Strange problem with mixed Windows network

N

Nick Fotis

Good morning,

I became recently a systems administrator in our company. Some days ago (10
days, to be more exact) we noticed a very annoying and strange problem. Let
me offer some background first:

Servers: mostly Windows NT4 SP5 or so, which operate for some years now,
with SQL servers, Exchange, IIS, etc. Some of these IBM boxes are also
clustered.

The company premises are in 3 floors, and there are various versions of
Windows PC co-existing (from Windows98 to XP Professional). There are three
switches (Cisco Catalyst 2900 in the lower two floors, Cisco Catalyst 3500
in the 3rd floor), while two NT4 boxes serve as PDC and BDC and another one
serves as WINS server.

Ten days ago, some PCs in the 3rd floor (which is served from the Catalyst
3500) started being extremely slow in every thing these did in the network
(browsing, etc.), becoming nearly useless. Doing 'ping -t' showed packet
loss of 10-15% (that's unheard in a switched 100 Mbps network with 10 or so
PCs in a floor). The problem became worse later, with 1-2 more PCs slowing
to a crawl in network operations.

None of the other PCs had any problems, though (besides a master browser
election that was being forced from the PCs that had been slowed down).
Rebooting every troublesome PCs (and a server reboot for making sure nothing
was wedged), the trouble persisted. Mind you, we speak about a network that
was operating for months without any hint of problems, so we were baffled by
this. Doing a full scan with Norton Antivirus didn't uncover any active
virus/worm, and some infected files were quarantined.

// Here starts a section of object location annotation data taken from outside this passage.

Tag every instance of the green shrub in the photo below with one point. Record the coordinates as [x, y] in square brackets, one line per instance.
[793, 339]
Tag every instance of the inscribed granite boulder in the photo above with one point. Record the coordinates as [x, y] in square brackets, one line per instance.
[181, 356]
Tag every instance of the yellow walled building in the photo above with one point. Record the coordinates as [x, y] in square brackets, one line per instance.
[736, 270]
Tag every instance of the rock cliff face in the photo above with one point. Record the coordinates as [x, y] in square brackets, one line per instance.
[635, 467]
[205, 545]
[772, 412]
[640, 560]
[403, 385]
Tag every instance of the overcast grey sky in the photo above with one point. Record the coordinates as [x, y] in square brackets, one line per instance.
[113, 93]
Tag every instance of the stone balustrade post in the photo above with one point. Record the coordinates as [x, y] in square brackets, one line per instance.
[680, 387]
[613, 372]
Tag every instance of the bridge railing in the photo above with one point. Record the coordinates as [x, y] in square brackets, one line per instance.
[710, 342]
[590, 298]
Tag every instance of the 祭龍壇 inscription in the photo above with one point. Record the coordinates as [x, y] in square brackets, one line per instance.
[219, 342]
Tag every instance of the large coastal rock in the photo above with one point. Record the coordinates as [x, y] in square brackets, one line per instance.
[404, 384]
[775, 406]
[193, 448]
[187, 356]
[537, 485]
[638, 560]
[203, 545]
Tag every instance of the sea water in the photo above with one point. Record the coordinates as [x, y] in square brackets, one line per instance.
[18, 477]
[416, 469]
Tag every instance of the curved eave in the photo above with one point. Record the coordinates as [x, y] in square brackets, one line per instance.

An idea that was suggested by another colleague was to slow the Ethernet
connections of the troublesome PCs (most but not all of these have Intel
PRO/100 cards) to 10 Mbps - imagine our surprise when suddently these
started working again!

Any ideas of the cause of the problem??

I'm not very inclined to believe the 'problem cable' is the source of all
this - suddently one and a half rooms (with some exclusions in each room)
starting having problems sounds a bit strange to me (it's all done with Cat5
cabling).
I guess I'll have to ask for a cable test in order to be sure?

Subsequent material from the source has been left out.